Douglas Harper's Etymology Dictionary
liberal arts

late 14c., translating Latin artes liberales; the seven attainments directed to intellectual enlargement, not immediate practical purpose, and thus deemed worthy of a free man ( liberal in this sense is opposed to servile or mechanical). They were divided into the trivium -- grammar, logic, rhetoric (see trivial) -- and the quadrivium -- arithmetic, geometry, music, astronomy.

liberal arts

n. 1 those areas of learning that require and cultivate general intellectual ability rather than technical skills; the humanities 2 (context obsolete English) the trivium and the quadrivium

liberal arts

n. studies intended to provide general knowledge and intellectual skills (rather than occupational or professional skills); "the college of arts and sciences" [syn: humanistic discipline, humanities, arts]

Liberal Arts (film)

Liberal Arts is an American comedy-drama film. The second film directed by, written by, and starring Josh Radnor, it tells the story of 35-year-old Jesse (Radnor) who has a romantic relationship with Zibby ( Elizabeth Olsen), a 19-year-old college student. The film premiered at the 2012 Sundance Film Festival in January 2012.

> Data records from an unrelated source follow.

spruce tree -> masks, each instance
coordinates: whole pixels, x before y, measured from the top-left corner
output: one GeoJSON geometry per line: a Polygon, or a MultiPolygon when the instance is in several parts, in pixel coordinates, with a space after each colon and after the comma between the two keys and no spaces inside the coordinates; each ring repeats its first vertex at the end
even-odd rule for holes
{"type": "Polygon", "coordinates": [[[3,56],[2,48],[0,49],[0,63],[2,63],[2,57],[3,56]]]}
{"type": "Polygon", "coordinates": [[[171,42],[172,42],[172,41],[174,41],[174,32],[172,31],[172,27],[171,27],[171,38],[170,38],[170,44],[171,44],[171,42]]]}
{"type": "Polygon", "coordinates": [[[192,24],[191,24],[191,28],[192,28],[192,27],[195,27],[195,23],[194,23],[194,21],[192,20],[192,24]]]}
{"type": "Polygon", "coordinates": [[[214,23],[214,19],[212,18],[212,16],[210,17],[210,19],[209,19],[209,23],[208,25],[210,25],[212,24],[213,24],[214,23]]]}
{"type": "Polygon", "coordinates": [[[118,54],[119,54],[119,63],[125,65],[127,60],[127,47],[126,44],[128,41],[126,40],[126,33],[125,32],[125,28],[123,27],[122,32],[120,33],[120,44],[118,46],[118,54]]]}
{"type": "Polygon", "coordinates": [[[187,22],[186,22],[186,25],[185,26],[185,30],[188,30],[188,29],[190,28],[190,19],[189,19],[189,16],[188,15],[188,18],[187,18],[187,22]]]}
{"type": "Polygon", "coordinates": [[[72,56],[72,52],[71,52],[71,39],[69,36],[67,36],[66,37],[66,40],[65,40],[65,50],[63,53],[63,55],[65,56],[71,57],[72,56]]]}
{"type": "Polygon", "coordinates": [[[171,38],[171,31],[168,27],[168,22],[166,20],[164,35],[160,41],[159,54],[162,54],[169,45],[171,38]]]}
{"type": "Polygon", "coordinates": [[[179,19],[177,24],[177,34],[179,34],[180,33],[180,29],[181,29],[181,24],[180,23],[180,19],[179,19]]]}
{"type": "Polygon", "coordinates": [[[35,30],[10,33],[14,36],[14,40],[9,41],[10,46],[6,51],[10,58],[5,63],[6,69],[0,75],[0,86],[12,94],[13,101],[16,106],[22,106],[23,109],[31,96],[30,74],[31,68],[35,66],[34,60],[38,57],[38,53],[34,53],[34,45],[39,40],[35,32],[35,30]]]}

Usage examples of "liberal arts".

Any liberal arts college with high scholastic standards is okay for lower division.

Peppering his schedules with electives in art, music, current events, comparative literature, and even drama, he gradually acquired a true old-fashioned liberal arts education.

Some indulgence was granted to the profession of the liberal arts: but every other branch of commercial industry was affected by the severity of the law.

And the other guard cleared our way past long tables over which hung signs -- LIBERAL ARTS.

To you, they aren't able to be fully functional without the liberal arts courses.

Since I could not go to Columbia, I wanted to go to Butler Academy, a two-gear private school that offered a liberal arts course acceptable at Columbia or at Lawrence in lieu of lower division.

In her studies she found the challenge and rigor of the sciences stimulating, but kept liberal arts and the humanities to a minimum.

Babbitt wants his son to take more traditional liberal arts courses--not because he thinks education has any real value in itself, but because it's a status symbol necessary to business success in Zenith.